Basketball is a North Carolina obsession. It is the other religion in North Carolina. If you don’t believe me, consider the license plate pictured on the left here.
Basketball is a game played by the greatest athletes in all of team sports. You won’t see any John Daly’s or Prince Fielder’s or Jumbo Elliot’s playing basketball, at least not on any good team, much less a professional team. You have to be in remarkable shape to play this game at all, never mind play it well for 82 regular season games, then 26 playoff games. Basketball players are so fast, that most pictures, here of the fleet Rajon Rondo (our home boy, late of Kentucky Wildcat address), Kobe Bryant, and dear old number 34, turn out blurry. You don’t have that issue with most other professional athletes.
This post is simply to give praise to the most remarkable franchise turn around in NBA history, and all in the course of one year. The Celtics since about 1987 have been mostly dreadful. I ought to know, I am a Boston guy who lives and dies with my Boston teams. They were called Gang Green (as in gangrene) for a reason the last few years– putrification had set in. and this time last year Paul Pierce was ready to insist on a trade and go elsewhere, despite Yeoman’s service on many bad teams. Finally, a miracle happened. Danny Ainge decided to do something before he lost Pierce and his mind, and so the big trades for Kevin Garnett and Ray Allen, both still great players, but beginning to show there age, being now in their 30s. Sprinkle in some good role players like James Posey, Leon Powe, Sam Cassell, and TADA– you have a team who dominated the NBA from start to finish this year. They had 66 wins total during the regular season, for the best reversal of win-loss total in NBA history, and they lost exactly 6 games all year at home— total counting the playoffs, (as in total domination). They were the best defensive team, they were the best road team, having a remarkable record against the supposedly tougher Western Conference– they were simply the best, and they proved in in six games against a Laker team that had dispatched various good western teams to get to the final, including last year’s champs the Spurs in just five games.

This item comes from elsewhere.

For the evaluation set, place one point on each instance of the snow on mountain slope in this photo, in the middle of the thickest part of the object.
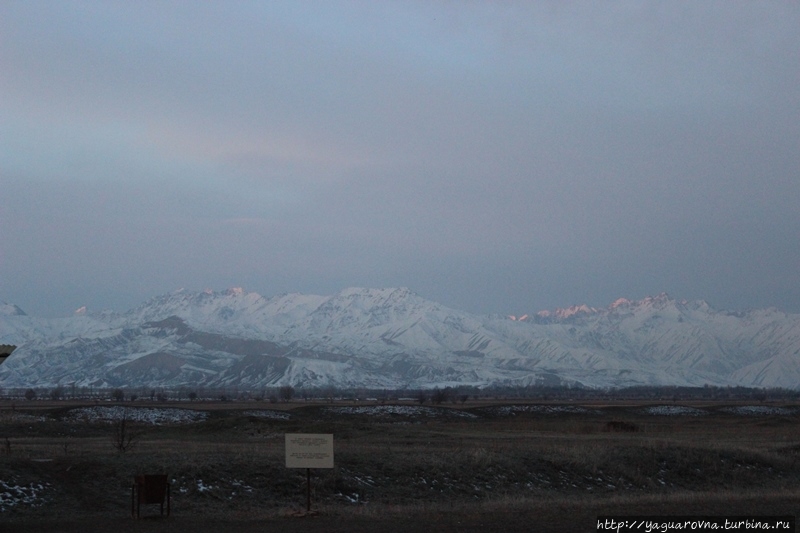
(394, 338)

How did they do it? Team play, and great defense night in and night out. In other words, they won the old fashioned way. The sports prognosticators overwhelming predicted that the Lakers, with their much vaunted offense and touting the most offensive player in the league (in more than one sense), would beat the Celtics in 5, 6 or 7 games. Wrong, wrong and wrong. Red Auerbach would be pleased, especially with the never say die comeback from the dead win (as in they were behind by 24 and more points) in L.A. in game 4, which really probably won the series for them. Somewhere he is smoking an old cigar today with a big grin. I wish I could be in Beantown for the parade later this week.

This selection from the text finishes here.